Vinicius deve ter relido todos os clássicos, e certamente inspirou-se em passagem transcendente de Ovídio (poeta romano que viveu no século I a.C.), para quem devemos pensar, desde agora, na velhice que virá. Assim, prossegue esse clássico, a vida não passará em vão para nós.
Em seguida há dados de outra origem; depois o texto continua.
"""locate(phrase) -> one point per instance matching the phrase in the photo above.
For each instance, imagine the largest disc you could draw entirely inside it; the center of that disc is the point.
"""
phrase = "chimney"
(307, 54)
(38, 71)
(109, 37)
Ensinou Ovídio que devemos nos divertir, enquanto é possível, enquanto nos encontramos nos verdes anos; é que os anos “passam como a água que escoa; nem a água que corre voltará para trás, nem as horas poderão voltar (...) o tempo tem de ser aproveitado: ele foge com passo veloz e por melhor que seja não é tão bom como o que o antecedeu”. Provavelmente, Vinicius inspirou-se também em Horácio (contemporâneo de Ovídio), para quem deveríamos aproveitar o dia (carpe diem), acreditando muito pouco no amanhã (quam minumum postero credula).
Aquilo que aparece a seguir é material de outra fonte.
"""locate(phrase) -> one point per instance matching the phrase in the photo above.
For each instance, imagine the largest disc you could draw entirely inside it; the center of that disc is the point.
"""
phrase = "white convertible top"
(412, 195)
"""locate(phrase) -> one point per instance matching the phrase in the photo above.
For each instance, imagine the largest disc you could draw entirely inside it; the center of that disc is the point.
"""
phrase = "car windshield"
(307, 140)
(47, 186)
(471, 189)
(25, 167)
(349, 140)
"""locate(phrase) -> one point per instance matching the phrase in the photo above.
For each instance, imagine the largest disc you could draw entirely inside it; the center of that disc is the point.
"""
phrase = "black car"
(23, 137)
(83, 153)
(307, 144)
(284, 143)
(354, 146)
Na temida velhice, Vinicius presumia que Deus estaria definitivamente em seu espírito ou, “talvez tenha saído definitivamente dele”. O “roído de um coração doente” avisaria que um resto de vida ainda haveria. Pressentia que nem o cigarro da mocidade restaria; fumaria um cigarro forte que satisfaria seus pulmões viciados. Melancolicamente anunciava que seria “um corpo sem mocidade, inútil, vazio, cheio de irritação para com a vida”. E mais melancolicamente ainda também adiantava que seria um “velho cujo único valor é ser o cadáver de uma mocidade criadora”.

A aplicação jurídica dessa angustiada percepção constitucionaliza-se emblematicamente no dever de os filhos maiores ajudar e amparar aos pais na velhice, carência ou enfermidade (artigo 229 da Constituição Federal). Pragmaticamente, a regra somente alcança o idoso que tenha filhos, que esses tenham condições de ajuda e amparo, a par de um elemento de índole muito subjetiva, que também traça limites putativos entre direito e moral. Pouco útil na vida real.

É nas “Lições Preliminares de Direito” que um célebre jusfilósofo brasileiro nos relatava que, ainda muito jovem, ajuizara uma ação em favor de um idoso, contra os filhos que o abandonaram. A procedência da ação, e a consequente condenação dos filhos réus, não substituía alguma motivação moral, que o direito não consegue alcançar. Discutia-se o abandono afetivo, muito antes que esse tema se tornasse tão recorrente nos tribunais. Há hoje ações nas quais se cobra judicialmente a falta de afeto e de atenção.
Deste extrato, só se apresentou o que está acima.